Mi amigo, el del trastorno por estrés, se relajó enseguida al comprobar que los visitantes de su estand le planteaban cuestiones muy informadas y a menudo brillantes. Su discípulo, un tipo de Ohio llamado Dax, presentó un exprimidor de colofonia que convierte en aceite los cogollos frescos. Una multitud de los mejores cultivadores de maría de Humboldt hacía cola con su material para transformarlo en resina pura, que en mi opinión es la forma más pura, placentera, sencilla y potente del aceite de cannabis. Libre de disolventes como el butano, el alcohol o el benigno pero poco eficaz CO2, se colocan cogollos enteros entre dos placas de metal calentadas a una temperatura específica para secar y obtener el mayor contenido de delicioso aceite, que fluye a borbotones y que después se raspa del circundante papel de pergamino. Las índicas se mantienen pegajosas a temperatura ambiente, mientras que las sativas se convierten en pegotes cristalinos, haciendo su recolección más engorrosa. Fue refrescante ver cómo la colofonia se ha popularizado desde que la descubrí por primera vez cuando el Reverendo Cannabis de Seattle la presentó en el Spannabis barcelonés del 2015. En los últimos años, el aceite de hachís extraído con gas butano (BHO) se ha convertido en fundamental para los fumetas empedernidos. Pero pocos extractores tienen la habilidad necesaria para eliminar el butano que lo vuelve tóxico. Ver a cantidad de porreros con ojos vidriosos, invariablemente tosiendo y escupiendo cada vez que le dan un toque, me recuerda al crac, la heroína negra y todo el lado sucio de las drogas. De la decena de estands en los que se podía probar aceite de hachís en Cannifest, solo un par presentaban en su composición algo más que resina pura. Algunos habían traído prensas baratas hechas en China para que la gente exprimiera sus cogollos y se colocara. Yo fumé un poco de resina en un canuto y me dejó demasiado colgado para ser funcional, por lo que me perdí la carrera de obstáculos y el juego de tirar de la cuerda –en el que, por cierto, los cultivadores de exterior vencieron a los de interior–. En ambas pruebas se ofrecían impresionantes premios, incluyendo lámparas de crecimiento y un vehículo todoterreno.

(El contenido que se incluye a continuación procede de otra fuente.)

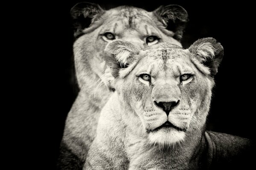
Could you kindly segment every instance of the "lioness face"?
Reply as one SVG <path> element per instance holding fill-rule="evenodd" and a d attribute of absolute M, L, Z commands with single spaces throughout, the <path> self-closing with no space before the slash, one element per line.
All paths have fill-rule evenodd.
<path fill-rule="evenodd" d="M 77 8 L 74 8 L 75 14 L 77 14 Z M 90 6 L 90 8 L 92 7 Z M 94 8 L 97 10 L 87 11 L 89 8 L 84 8 L 82 9 L 85 11 L 79 13 L 84 15 L 97 11 L 93 16 L 89 17 L 93 18 L 91 25 L 80 30 L 80 37 L 74 45 L 76 74 L 80 88 L 86 84 L 88 79 L 100 79 L 101 81 L 97 81 L 97 84 L 102 82 L 109 88 L 113 88 L 114 78 L 105 65 L 103 54 L 107 43 L 114 40 L 125 40 L 141 49 L 161 42 L 181 46 L 179 40 L 188 15 L 185 9 L 179 6 L 165 7 L 168 10 L 165 11 L 165 17 L 168 16 L 176 21 L 171 22 L 178 23 L 175 26 L 177 28 L 173 27 L 170 30 L 166 28 L 169 18 L 166 19 L 161 16 L 161 11 L 164 9 L 148 12 L 128 6 L 106 11 L 97 8 L 98 6 Z"/>
<path fill-rule="evenodd" d="M 214 45 L 222 48 L 206 40 L 213 45 L 195 43 L 184 49 L 156 44 L 138 52 L 135 61 L 119 71 L 117 92 L 139 118 L 151 143 L 170 145 L 202 130 L 214 82 L 210 67 L 200 62 L 198 56 L 206 54 L 213 60 L 209 54 L 217 53 Z"/>
<path fill-rule="evenodd" d="M 189 59 L 188 50 L 157 46 L 145 52 L 124 79 L 124 96 L 132 93 L 125 100 L 139 117 L 151 142 L 182 140 L 186 133 L 204 124 L 213 82 Z M 206 104 L 207 108 L 201 106 Z"/>

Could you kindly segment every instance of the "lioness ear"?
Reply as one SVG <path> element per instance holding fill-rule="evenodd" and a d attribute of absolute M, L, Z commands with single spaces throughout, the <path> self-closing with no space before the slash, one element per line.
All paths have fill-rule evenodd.
<path fill-rule="evenodd" d="M 104 11 L 100 6 L 95 3 L 83 2 L 76 4 L 70 11 L 75 29 L 75 37 L 80 34 L 84 28 L 97 20 L 97 17 Z"/>
<path fill-rule="evenodd" d="M 188 48 L 193 54 L 191 59 L 203 73 L 215 75 L 223 57 L 223 47 L 213 38 L 199 39 Z M 203 64 L 203 65 L 202 65 Z"/>
<path fill-rule="evenodd" d="M 173 37 L 180 41 L 185 24 L 188 20 L 188 13 L 177 5 L 160 6 L 153 11 L 166 29 L 174 33 Z"/>
<path fill-rule="evenodd" d="M 122 40 L 114 40 L 108 44 L 104 51 L 106 64 L 112 69 L 116 78 L 121 68 L 131 64 L 140 53 L 140 50 L 130 43 Z"/>

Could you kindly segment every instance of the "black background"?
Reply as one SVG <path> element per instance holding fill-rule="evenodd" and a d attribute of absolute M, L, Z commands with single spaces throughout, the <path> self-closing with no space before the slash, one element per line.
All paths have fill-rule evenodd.
<path fill-rule="evenodd" d="M 32 7 L 28 8 L 31 12 L 24 17 L 27 21 L 22 25 L 27 27 L 28 32 L 31 30 L 31 45 L 26 54 L 31 53 L 32 48 L 34 53 L 30 54 L 31 57 L 26 63 L 32 68 L 28 70 L 29 79 L 33 80 L 35 70 L 39 70 L 37 81 L 29 85 L 33 97 L 26 102 L 31 102 L 34 106 L 31 110 L 32 117 L 29 116 L 33 119 L 28 128 L 32 139 L 28 147 L 32 147 L 39 156 L 32 155 L 36 159 L 35 162 L 46 170 L 54 168 L 65 119 L 76 95 L 72 81 L 74 39 L 69 11 L 78 2 L 33 4 Z M 87 2 L 99 3 L 105 9 L 122 5 L 148 11 L 161 5 L 183 7 L 189 19 L 182 41 L 183 47 L 188 47 L 199 38 L 212 37 L 224 50 L 215 77 L 207 129 L 254 139 L 255 19 L 252 4 L 245 2 L 224 4 L 220 1 Z M 35 132 L 33 126 L 39 127 Z M 34 138 L 34 135 L 38 136 Z"/>

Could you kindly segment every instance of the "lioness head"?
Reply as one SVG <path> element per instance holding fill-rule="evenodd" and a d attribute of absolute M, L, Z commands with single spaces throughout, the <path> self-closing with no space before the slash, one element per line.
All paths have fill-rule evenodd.
<path fill-rule="evenodd" d="M 223 55 L 215 39 L 199 40 L 187 49 L 162 42 L 140 50 L 115 40 L 105 54 L 121 102 L 150 143 L 170 145 L 202 132 Z"/>
<path fill-rule="evenodd" d="M 71 14 L 77 39 L 74 45 L 77 78 L 79 87 L 86 85 L 88 91 L 101 82 L 112 88 L 113 78 L 103 57 L 108 43 L 121 39 L 141 48 L 161 42 L 181 46 L 179 41 L 188 20 L 187 12 L 177 5 L 148 12 L 127 6 L 104 10 L 97 4 L 82 3 L 72 8 Z"/>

Por supuesto, también hubo un premio al mejor porro, el gran jarrón conocido como Cannifest Bowl, que se dirimió a la clásica e igualitaria manera de Humboldt: los cogollos se clasifican en tres categorías en función del nivel de THC, CBD y terpenos, y doce finalistas se disputan el premio que deciden las votaciones de las primeras 215 personas que quieran participar. Este año, la Cannifest Bowl fue para un muy feliz Daniel Dickerson, propietario del Humboldt Integrated Cannabis Collective, gracias a una variación de OG con genética de San Fernando. En definitiva, el Cannifest me devolvió la esperanza en los festivales cannábicos. Los conferenciantes hablaron sobre el uso del cannabis para tratar la esquizofrenia y otras enfermedades mentales, haciendo hincapié en la importancia de un acercamiento gradual, a medida de cada caso. Otra charla sobre comercialización y desarrollo de marca reunió a cultivadores de éxito que, contrariamente a muchos capitalistas de la marihuana, mantienen su integridad, tratan bien a la gente y se enorgullecen de su relación con el planeta. Así que si estás pensando en apuntarte el año que viene, ¡recuerda dejar tus pantalones de pinzas en casa!